釣りがどうでもよくなるくらい変なものが見えたように思う。見間違いじゃなければ、あれは四つん這いになった人だった。たぶん女だ。そんな格好だった。
特に陽射しが強い訳ではないが、両手で
「見間違いか?」
独り言を呟きながら竿を手に取る。じゃあ、再開しようか。と、もう一度竿を振ろうとしてやめる。やる気が削がれた感じがした。もう、帰ろう。いや、帰った方がいい。
妙に胸がざわついた。竿とクーラーボックスを持ち、帰り道に顔を向ける。そこで自分が恐怖していることに気づいて身震いした。よくよく考えてみると、これはすごく気持ちの悪いことだと遅れて理解した。自然と足が止まった。
確認した方がいいな。これは。絶対に。
寒気を感じながら、こっそり振り返る。対岸の林を見渡すと、白いものがいた。離れているので姿は小さいが、さっきよりは近い。
白いブラウスを着て、緑のミニスカートを穿いた、長い黒髪の女だと分かる。女は木の後ろに隠れてすぐ見えなくなる。
女が隠れた木をじっと見ていると、別の場所で物音がした。ガサガサと、地面に落ちた葉や草を散らしているような音だ。視線を向けると、音が止まる。
「な、何だよ」
さっきまでいい場所だと思っていたのに、不気味な空間に早変わりしてしまった。
緑が豊かな風景も、涼しげな水の音も、穏やかな陽射しも、酷く怖しく感じられる。
俺、ここに一人なんだよな。
「あ」
体が固まる。
川を挟んだ向こう側の、最も手前にある木の幹から、女がぬるりと顔を出した。
薄暗がりの中の、白い女の顔。
うつ伏せになっているのかと思うくらい、顔の位置が地面に近い。
女は俺を見ている。距離がそう遠くないので、顔かたちや表情も何となく分かる。
眉がなく、一重。無表情。唇だけが赤い。
瞬きしない。じっとこっちを見ている。見つめている。
俺は、固唾を飲んで後退する。
足下の砂利が鳴る。
女がこっちを見たままゆっくりと幹の裏に顔を隠す。
俺はいつの間にか息を止めていたらしく、胸の苦しさから一気に息を吐き出した。
なるべく音を立てないように気を遣いながら、呼吸を整える。
同時に、緊張していたことを覚る。鼓動が早い。はやる気持ちを抑える。
女は徐々に近づいてきている。
最初は百メートル以上離れていたはずだ。
それが今は二十メートルあるかないかだ。
何が目的かは分からないが、俺を目当てに動いている可能性が高い。
本当は一目散に逃げ出したい。だが、とてもじゃないがロッジまで走り続けるなんて真似はできない。荷物もある。絶対に途中でへばってしまう。

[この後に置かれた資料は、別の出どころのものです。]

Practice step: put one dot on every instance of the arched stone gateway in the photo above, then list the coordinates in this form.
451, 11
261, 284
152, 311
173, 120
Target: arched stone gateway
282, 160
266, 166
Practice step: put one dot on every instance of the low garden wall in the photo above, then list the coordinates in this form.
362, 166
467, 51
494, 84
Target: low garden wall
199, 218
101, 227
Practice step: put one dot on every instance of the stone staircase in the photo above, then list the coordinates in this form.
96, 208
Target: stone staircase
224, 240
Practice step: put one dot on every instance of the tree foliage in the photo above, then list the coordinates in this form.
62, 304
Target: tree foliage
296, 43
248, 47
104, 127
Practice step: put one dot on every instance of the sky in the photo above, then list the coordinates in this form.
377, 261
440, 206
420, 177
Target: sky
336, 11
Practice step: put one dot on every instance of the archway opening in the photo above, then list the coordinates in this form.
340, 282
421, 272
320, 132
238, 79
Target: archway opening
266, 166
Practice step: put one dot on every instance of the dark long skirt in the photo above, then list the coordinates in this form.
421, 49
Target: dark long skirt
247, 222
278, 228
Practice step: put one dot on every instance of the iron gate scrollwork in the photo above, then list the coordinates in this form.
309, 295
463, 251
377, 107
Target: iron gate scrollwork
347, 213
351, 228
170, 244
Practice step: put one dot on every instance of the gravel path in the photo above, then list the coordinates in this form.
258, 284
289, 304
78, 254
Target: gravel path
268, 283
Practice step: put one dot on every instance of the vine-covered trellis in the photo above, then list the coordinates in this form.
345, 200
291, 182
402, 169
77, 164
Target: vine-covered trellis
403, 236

それに、まだ俺を狙っていると決まった訳でもない。無駄に体力を使う必要はない。
焦らず、冷静に判断する。心で自分に言い聞かせる。
もし、襲ってくると仮定した場合、何が不味いかを考える。
それは、疲れだ。スタミナ切れ。
確実に逃げ切るなら、襲い掛かられても対応できる体力が必要だ。
走らず、かといって慎重にしすぎず、とにかく普通に歩く。
帰りが楽になるような場所を選んでよかったと心の底から思う。もう林道に入った。
背後で水の音が変化した。明らかに何かが渡っている。
後ろを、できる限り小さな動きで確認する。
いる。
蜘蛛のような体勢の女が、川を渡り切っていた。
既に十メートルくらいにまで距離が狭まっている。
こっちをじぃっと見ている。
俺は視線を戻して歩いた。狭い林道を進む。
十メートルくらい歩いて、またなるべく小さな動きで振り返る。
やっぱりいる。堂々と、道の真ん中に陣取って動きを止めている。
可能性が確信に変わる。あの女は、俺を狙っている。
唐突に、女は顎が外れたような大口を開けた。
直後、きつい耳鳴りがした。
俺は両手が塞がっているので咄嗟に耳を塞げなかった。
驚いたが荷物は落とさなかった。顔をしかめて歩く。
何だったんだ?
音はすぐにやんだ。残響が少し残っているが、大したことはない。
歩きながら、顔だけで振り返る。
女がさっきとほとんど変わらない位置にいた。少し距離が開いた。
不意に思いつく。俺は立ち止まり、クーラーボックスを開けて岩魚を三匹全部取り出した。
臭くなるとか、勿体無いとか、そんなことはもうどうでもよかった。二匹をナイロンジャケットのポケットに入れて、一匹を女の頭を超えるように投げた。
岩魚が放物線を描いて飛ぶ。女はそれを顔で追った。